What is Fat? Lecture Based on the Work of Dr. Susan Fried

Susan K. Fried, Ph.D.
Department of Medicine, Boston University Medical School
Director, Boston Nutrition and Obesity Research Center (BNORC)  (bnorc.org)

Dr. Susan Fried_Boston University
Dr. Susan Fried is one of the top experts in the study of adipose, the tissue that stores fat in specialized cells call adipocytes. For class on February 5 we reviewed two of Dr. Fried’s recent review articles on adipose tissue:

Karastergiou K, Smith SR, Greenberg AS, Fried SK. Sex differences in human adipose tissues – the biology of pear shape. Biol Sex Differ. 2012 May 31;3(1):13. doi: 10.1186/2042-6410-3-13. PubMed PMID: 22651247

Lee MJ, Wu Y, Fried SK.
Adipose tissue heterogeneity: implication of depot differences in adipose tissue for obesity complications.
Mol Aspects Med. 2013 Feb;34(1):1-11. doi: 10.1016/j.mam.2012.10.001. Epub 2012 Oct 13. Review.

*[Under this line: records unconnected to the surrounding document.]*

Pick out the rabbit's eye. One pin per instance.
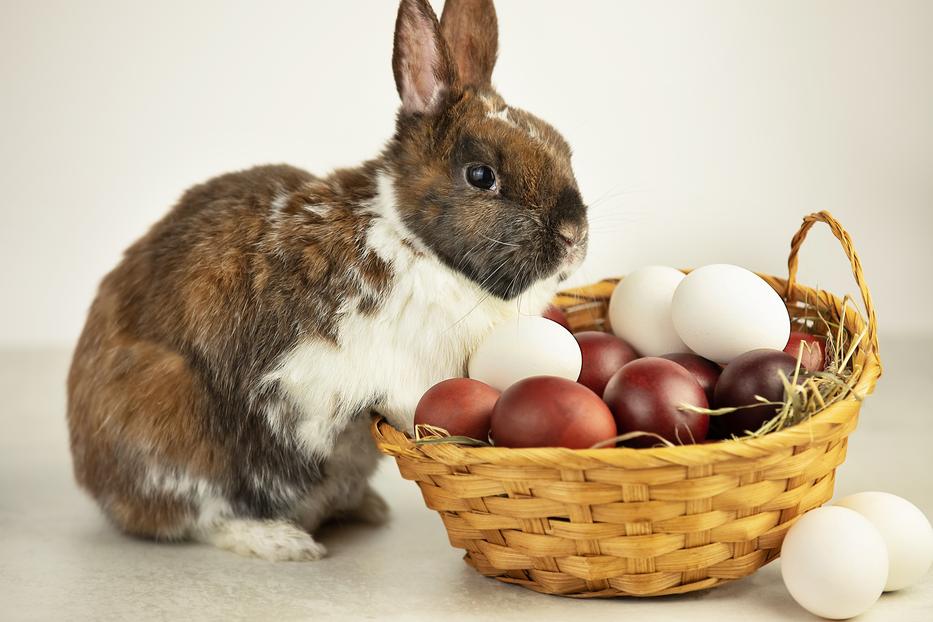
(481, 176)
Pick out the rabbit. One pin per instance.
(223, 385)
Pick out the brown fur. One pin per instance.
(168, 382)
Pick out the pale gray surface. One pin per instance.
(60, 560)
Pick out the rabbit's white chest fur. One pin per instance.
(422, 332)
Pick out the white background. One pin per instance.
(703, 131)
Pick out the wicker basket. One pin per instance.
(642, 522)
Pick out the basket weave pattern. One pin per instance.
(642, 522)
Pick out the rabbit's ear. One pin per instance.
(424, 72)
(471, 30)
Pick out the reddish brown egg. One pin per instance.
(603, 355)
(547, 411)
(814, 350)
(646, 395)
(750, 374)
(704, 370)
(461, 406)
(555, 314)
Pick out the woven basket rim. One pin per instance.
(394, 442)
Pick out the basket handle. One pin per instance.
(849, 250)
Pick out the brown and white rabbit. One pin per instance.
(223, 385)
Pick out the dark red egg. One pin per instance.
(814, 350)
(546, 411)
(750, 374)
(603, 355)
(646, 395)
(462, 406)
(555, 314)
(704, 370)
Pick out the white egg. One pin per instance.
(906, 531)
(834, 562)
(523, 347)
(721, 311)
(640, 310)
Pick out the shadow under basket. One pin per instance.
(644, 522)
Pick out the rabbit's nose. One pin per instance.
(571, 234)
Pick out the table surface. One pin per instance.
(60, 558)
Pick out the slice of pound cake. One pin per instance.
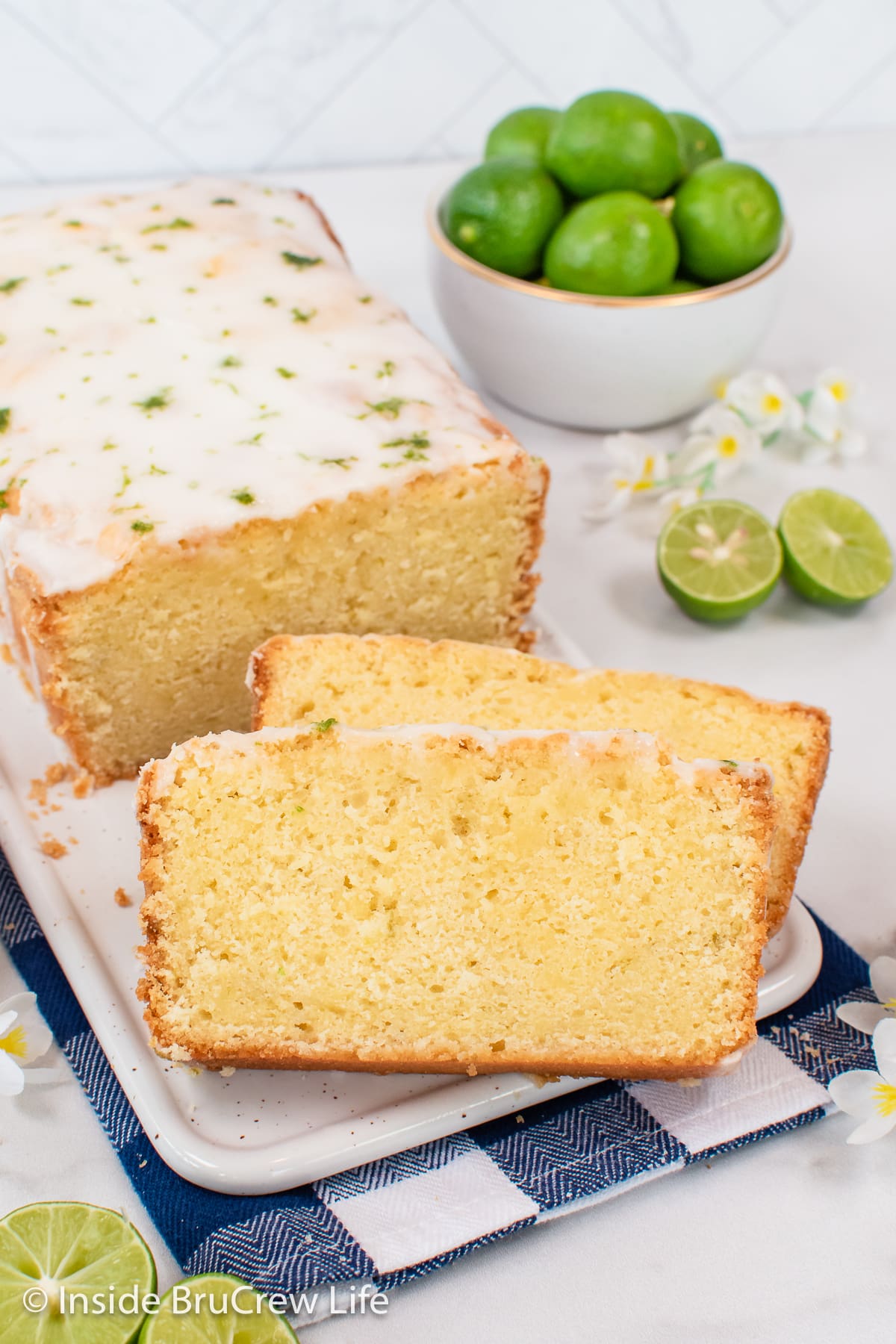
(452, 900)
(396, 680)
(211, 430)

People who are obese have an excess of adipose tissue, or in lay terms, too much fat.. On one hand, having excess fat is like having extra gasoline on board, and therefore, one doesn’t have to worry about running out of fuel. On the other hand, most people in our society would prefer to be thin, and too much fat predisposes people to health problems and diseases such as Type 2 diabetes and cardiovascular disease.

What is Fat?

Fat cells called adipocytes (See below) store fatty acids in the form of triacylglycerol molecules (also known as TAG), which have 3 fatty acids attached to a 3-carbon glycerol molecule. This is a safe and non-toxic way to store fatty acids, which are long hydrocarbons that are fairly similar to the hydrocarbons in gasoline.

Adipose cell
Below is a figure that relates how much energy is stored in the body and in which form it is stored in. You can see that adipose contains most of the stored energy in the body.Energy in Body
From Dr. J.A. Illingworth, University of Leeds
Researchers who study fat and lipid metabolism are very interested in learning how fatty acids enter adipocytes in order to be stored as triacylglycerol molecules (fat). Likewise, researchers are interested in how fatty acids are released by adipocytes so that the fatty acids can be used by tissues such as the heart for energy. Most people would like to see some of their fat tissue disappear- especially fat that we consider in the wrong place. It turns out that fat tissues vary in the body and that the distribution of fat is vastly different between men and women. As shown in the figure below, the different distributions contribute to both body shape and to differences in the metabolism of stored fat. We will discuss these issues during class.Fatty Acid Cycling M&W

1 Comment

  1. Taisia Robinson

    The journal article “Adipose Tissue Heregeneity…” Explains different adipose depots, how it works, and how it links to metabolic complications in men and women. Determinants of fat distribution include race, sex, and age,. Ethnic differences in fat distribution come from genetics and environment, genes play a large role in the development of adipose tissue. The article also explains that the dysfunctional adipose tissue in obese people cause inflammation and affects various parts of the body. May metabolic complications are associated with visceral obesity. Studies have found that factors like physiology and endocrine functions contribute to adipose tissue function and metabolic complications (associated with visceral obesity). Therefore, measuring waist and hip circumference as well as height, provides a good way to identify a person’s metabolic diseases.
    When reading this article I thought the most interesting thing was how ethnicity influences how and where fat is distributed. I suppose I was more interested in the ethnic part of the article because we always seem to talk about fat associated with gender, rather than focusing into race more. Lastly, what also caught my attention was that measuring hip/waist circumference is something that has been brought up many times during lecture, but in the studies they always talk BMI. I think, instead of focusing so much on BMI in these obesity studies, hip/waist circumference should be taken into consideration more like this particular article did.